Pour qui a déjà passé quelques temps dans la capitale, c’est une évidence : ces quatre premiers volumes collent parfaitement à la ville. Pour les autres, les fantasmes qu’alimentent Paris n’en seront que renforcés. À première vue, les histoires de Biberfeld (Évasion rue Quincampoix), Amoz (Tours de clef), Pouy (La vie Payenne) et Villard (Petite mort sortie Rambuteau) n’ont en commun que le fil conducteur imposé par la collection, chacun en profitant ainsi pour revisiter la notion de polar. Chez Pouy, il n’est nullement question d’intrigue policière (ce que l’on associe en général immédiatement au terme de polar), mais des retrouvailles manquées dix ans après de cinq amis, alors que la Patricia d’Amoz est submergée par son passé militantiste et violent. Et Lena, une mineure en galère, ses yeux perçoivent-ils la même ville que Dan le policier ? Rien n’est moins sûr. Et pourtant... Si les différences entre ces quatre grands romanciers sont flagrantes, tant par l’écriture et la construction des histoires, tous révèlent un Paris qui hante ceux qui y vivent, une ville obscure qui ne vous lâche pas dès qu’elle vous tient entre ses griffes. L’union entre les protagonistes et Paris ne se fait jamais pour le meilleur, ils n’ont signé que pour le pire et aucune chance de l’oublier : Paris est là pour leur rappeler.
Dans cette "première fournée", le plus fidèle à l’idée généralement admise du polar est sans nul doute Marc Villard.
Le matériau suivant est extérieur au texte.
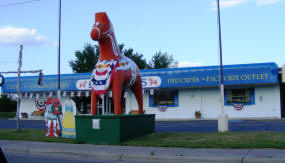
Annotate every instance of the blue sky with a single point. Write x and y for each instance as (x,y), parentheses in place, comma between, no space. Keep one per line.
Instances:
(253,31)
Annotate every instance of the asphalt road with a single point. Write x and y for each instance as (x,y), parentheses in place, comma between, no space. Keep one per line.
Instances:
(185,126)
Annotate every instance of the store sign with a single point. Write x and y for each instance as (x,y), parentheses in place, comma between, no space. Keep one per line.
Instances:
(83,84)
(151,81)
(1,80)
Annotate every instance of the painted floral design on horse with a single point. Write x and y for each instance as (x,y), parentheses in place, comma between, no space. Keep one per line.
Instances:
(113,70)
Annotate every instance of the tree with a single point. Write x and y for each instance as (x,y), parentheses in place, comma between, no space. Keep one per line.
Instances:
(7,105)
(85,59)
(161,60)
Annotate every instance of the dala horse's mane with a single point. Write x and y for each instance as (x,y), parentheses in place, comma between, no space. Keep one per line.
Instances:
(106,36)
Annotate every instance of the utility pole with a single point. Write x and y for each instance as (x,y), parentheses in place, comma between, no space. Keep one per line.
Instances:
(223,118)
(58,52)
(19,85)
(19,89)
Son texte se situe dans la droite lignée de certains auteurs anglo-saxons, comme Ellroy ou Peace : la ville est le lieu qui cristallise toutes les violences, le flic est à la dérive, amoureux d’une prostituée qu’on assassine sur un air de jazz. À cette musicalité fait écho un style cinglant et une écriture rythmée, en ébullition. Villard poursuit le lecteur jusqu’au point final : un classique du genre. Mais le ton décalé de Pouy est plus bouleversant, plus pessimiste aussi : les rêves abandonnés reviennent parfois plus douloureusement en pleine tête qu’un coup de poing. Qu’il y a-t-il de pire finalement : un choc inattendu d’une brutalité inouïe et qui vous laisse irrémédiablement sur le carreau ou une destruction à petit feu, insidieuse qui vous ronge lentement de l’intérieur ? C’est ici une façon de formuler l’alternative que vous propose ces quatre volumes "Noir Urbain". Une seule certitude : le choix est impossible, tout comme celui qu’il faudrait faire si on devait désigner le "meilleur" des quatre.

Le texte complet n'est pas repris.